The company has more recently invested in knowledge graphs that in the next generation will be combined with large language models for different use cases in clinical development by making more data visible at once in real time, Rao says. Pfizer is also actively using Microsoft Copilot to achieve productivity gains, to for example simplify protocol authoring.
Unlike in the past, when AI was an “all or none event,” humans and machines now work in a much more hybrid environment, says Neil Garrett, head of regulatory medical writing at Johnson & Johnson. A huge number of AI tools exist to help evaluate patient burdens, understand feasibility, and inform protocol design, but at the end of the day decisions are still being made by people.
In the realm of medical writing, “the greatest opportunity may be to produce the first draft of a document, whether it’s a protocol or a study report,” Garrett says. Human interpretation is needed in that context—at least for now.
Many people in the medical writing community were initially skeptical of AI’s role in the protocol-writing process, he adds. “My personal opinion is that it is actually there to help us do things faster... better... [and] more efficiently.” AI is going to remove “less interesting” components of the work so human experts can focus on more strategic elements.
Ethical Considerations
The latest large language models can process very large volumes of data as well as understand how variables connect with each other, improving the predictive capabilities of AI, says Samar Noor, vice president and head of statistical programming, global biometric sciences, for Bristol Myers Squibb. “We can also use AI to build new models to really take out the bias.”
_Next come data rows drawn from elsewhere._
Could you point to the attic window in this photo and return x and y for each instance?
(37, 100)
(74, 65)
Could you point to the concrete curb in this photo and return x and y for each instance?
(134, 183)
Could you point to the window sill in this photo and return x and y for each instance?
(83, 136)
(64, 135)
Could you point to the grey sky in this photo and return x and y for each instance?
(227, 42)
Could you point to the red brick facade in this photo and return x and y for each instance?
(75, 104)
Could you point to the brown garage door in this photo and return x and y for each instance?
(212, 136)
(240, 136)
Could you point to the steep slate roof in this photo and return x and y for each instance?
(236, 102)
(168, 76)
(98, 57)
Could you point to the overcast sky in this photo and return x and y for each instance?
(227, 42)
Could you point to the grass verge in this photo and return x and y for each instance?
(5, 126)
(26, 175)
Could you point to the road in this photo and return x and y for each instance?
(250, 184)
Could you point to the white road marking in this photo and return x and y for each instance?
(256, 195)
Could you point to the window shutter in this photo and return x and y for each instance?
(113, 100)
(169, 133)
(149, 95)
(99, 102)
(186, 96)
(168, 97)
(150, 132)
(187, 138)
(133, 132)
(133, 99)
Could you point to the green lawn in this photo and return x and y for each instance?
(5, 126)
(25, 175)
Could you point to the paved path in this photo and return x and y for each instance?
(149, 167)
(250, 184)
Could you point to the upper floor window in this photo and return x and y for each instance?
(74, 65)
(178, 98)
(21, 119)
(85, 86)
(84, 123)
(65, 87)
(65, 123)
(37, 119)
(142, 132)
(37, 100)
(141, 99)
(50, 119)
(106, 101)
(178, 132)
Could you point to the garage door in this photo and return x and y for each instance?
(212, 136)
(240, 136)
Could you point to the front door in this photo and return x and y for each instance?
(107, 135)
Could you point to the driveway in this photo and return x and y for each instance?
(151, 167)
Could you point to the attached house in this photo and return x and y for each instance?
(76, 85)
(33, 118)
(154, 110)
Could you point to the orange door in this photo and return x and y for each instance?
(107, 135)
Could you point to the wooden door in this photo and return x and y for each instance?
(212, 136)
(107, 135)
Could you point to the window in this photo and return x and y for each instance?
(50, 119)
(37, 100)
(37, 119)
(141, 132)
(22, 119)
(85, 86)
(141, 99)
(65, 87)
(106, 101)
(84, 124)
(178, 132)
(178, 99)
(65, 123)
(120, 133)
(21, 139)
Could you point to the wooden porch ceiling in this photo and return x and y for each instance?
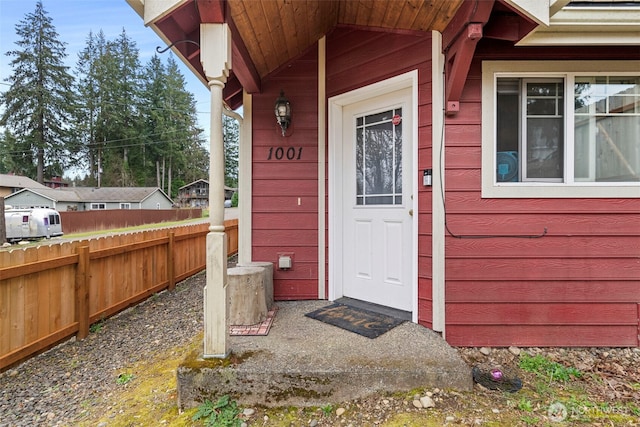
(267, 34)
(276, 31)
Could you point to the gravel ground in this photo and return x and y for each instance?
(57, 387)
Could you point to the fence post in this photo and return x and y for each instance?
(82, 292)
(170, 266)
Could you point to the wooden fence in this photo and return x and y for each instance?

AI can help people tailor and understand patient characteristics and outcomes study by study, she continues, but caution is warranted since all models are built on the data collected that isn’t necessarily of high quality and free of bias. Historically, clinical trials were focused primarily on the U.S., and this is also where claims data from electronic health records originate. Europe is catching up, but relatively little data is available from Asia.
There are also ethical considerations, she notes. “Privacy laws... are there for a reason.”
Precision Health
One of the big dreams with AI is to digitize the billions of data points that get generated every day to create real-world evidence at the population scale to empower precision health, says Poon. Of course, establishing causality is a lot harder than showing a correlation because it requires experiments with both controlled and independent variables where results are certain and predictable.
The first step is to use generative AI to help clean data of errors and “non-random missingness,” he says. Given reasonably high-quality, real-world data, it makes sense to start incorporating standard tools such as propensity matching to balance the distributions of measured confounding factors between exposed and unexposed individuals.
Exciting possibilities for the future include using real-world data to do more than what is normally done in the context of a clinical trial, to for example look over longer time horizons, Poon says, or simply to create synthetic control arms more routinely. Eventually, trials could also more often be adaptively designed to ensure no promising treatment arm is missed while randomizing more participants to the better treatments.